The letter also outlines traffic-related concerns — a common NIMBY argument — and lists other worries related to the welfare and safety of tenants because of the site’s location, and whether Amherst College will continue to allow the public to use the nearby Pratt/Gooding Field complex.

Neighbors call for Valley CDC to cut the project in half, particularly for tenants with a history of substance use and mental health disorders; provide live-in, 24-hour management; tailor the units toward families instead of single people; and consider placing it in a commercial or more urban district.

The upshot of these requests is essentially that the neighbors support public housing, but just not next to them.

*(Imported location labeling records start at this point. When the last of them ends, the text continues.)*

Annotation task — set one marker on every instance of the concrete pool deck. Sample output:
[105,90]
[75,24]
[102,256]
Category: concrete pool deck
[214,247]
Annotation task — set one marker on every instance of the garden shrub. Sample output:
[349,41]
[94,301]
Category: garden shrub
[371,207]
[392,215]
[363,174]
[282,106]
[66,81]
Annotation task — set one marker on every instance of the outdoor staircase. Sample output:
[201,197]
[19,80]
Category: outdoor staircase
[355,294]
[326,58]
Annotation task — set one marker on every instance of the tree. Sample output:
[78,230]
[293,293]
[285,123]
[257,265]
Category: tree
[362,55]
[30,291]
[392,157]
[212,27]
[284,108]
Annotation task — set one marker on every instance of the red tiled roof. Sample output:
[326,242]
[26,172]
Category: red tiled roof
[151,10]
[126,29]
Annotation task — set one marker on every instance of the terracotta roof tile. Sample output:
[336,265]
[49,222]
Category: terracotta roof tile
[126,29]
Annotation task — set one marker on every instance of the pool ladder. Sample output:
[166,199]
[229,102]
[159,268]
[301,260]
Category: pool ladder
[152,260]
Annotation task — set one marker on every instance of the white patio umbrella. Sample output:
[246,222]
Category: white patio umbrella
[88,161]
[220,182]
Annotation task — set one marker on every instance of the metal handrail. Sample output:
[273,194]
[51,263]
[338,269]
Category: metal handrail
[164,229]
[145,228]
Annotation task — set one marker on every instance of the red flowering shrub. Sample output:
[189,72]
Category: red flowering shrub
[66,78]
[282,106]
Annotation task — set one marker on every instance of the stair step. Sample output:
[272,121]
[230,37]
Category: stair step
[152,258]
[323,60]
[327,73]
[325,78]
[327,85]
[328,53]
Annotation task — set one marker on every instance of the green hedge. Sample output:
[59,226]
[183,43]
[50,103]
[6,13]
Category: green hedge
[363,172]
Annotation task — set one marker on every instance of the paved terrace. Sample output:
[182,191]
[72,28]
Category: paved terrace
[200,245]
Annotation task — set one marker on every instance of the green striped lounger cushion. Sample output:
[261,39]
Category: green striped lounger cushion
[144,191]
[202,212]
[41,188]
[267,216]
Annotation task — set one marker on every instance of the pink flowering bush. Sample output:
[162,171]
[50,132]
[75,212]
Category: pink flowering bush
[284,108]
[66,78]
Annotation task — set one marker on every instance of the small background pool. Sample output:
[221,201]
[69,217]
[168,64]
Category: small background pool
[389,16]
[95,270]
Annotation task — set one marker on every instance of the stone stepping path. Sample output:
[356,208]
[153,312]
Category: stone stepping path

While it’s true the single-room occupancy project being proposed by Valley Community Development Corporation will mean new neighbors for these residents, it’s a leap to think this project will bring crime, violence and undesirable behavior to a roughly 1-acre site within a half-mile of town center.

The proposed building would provide apartments for 28 low-income individuals — the majority of whom will be employed and earn moderate incomes. Here’s the breakdown of who will live in the small studio apartments that average 240 square feet in size: 10 studios will have a homeless preference and an income cap of $18,650 a year; eight units will be rented to people with an income cap of $31,050; another eight will go to people with an income cap of $49,700; and two units will be for tenants from the Department of Mental Health with an income cap at $18,650.

Like similar projects in other communities, Valley CDC doesn’t take anyone who walks through the door. Tenants are screened and must meet certain criteria. In a response to neighborhood concerns, Valley CDC argues that neighbors are relying on profiling by “ascribing characteristics to individuals because they belong to a group,” such as low income, homeless, and having a mental health disability.

We agree. One major flaw in the neighbors’ research is they don’t give Valley CDC credit for its track record in the communities it serves — Amherst, Northampton, Easthampton and Hadley. The agency has developed 224 units of affordable housing, including 53 SRO and enhanced SRO units.

The nonprofit says it has operated similar housing for three decades without any incident of violence to neighbors. Two of these properties are in Northampton, next to the Bridge Street Elementary School playground and the Smith College athletic area.

The organization is arguably the biggest producer of affordable housing that helps vulnerable people secure shelter. Not only is the nonprofit the type of developer that Amherst should partner with, this project checks the boxes on many of the town’s identified housing needs. We can’t see the benefit in delaying a funding vote.

Amherst currently has zero affordable studio apartments with support services in town. This critical piece of the housing puzzle would meet a top goal of the town’s community development strategy, which was last updated in 2018 and posted on the town’s website.

The Northampton Road site is an ideal spot, located close to Pioneer Valley Transit Authority bus stop and within walking distance to a populated downtown area where residents can shop and visit many of the types of support services that will come with living in the SRO building.

The town should advance Valley CDC’s CPA request this summer, following a community discussion scheduled for June 24. Many concerns can be addressed and discussed through the permitting process in the coming months, but this project fills a major need in Amherst and shoul d move ahead.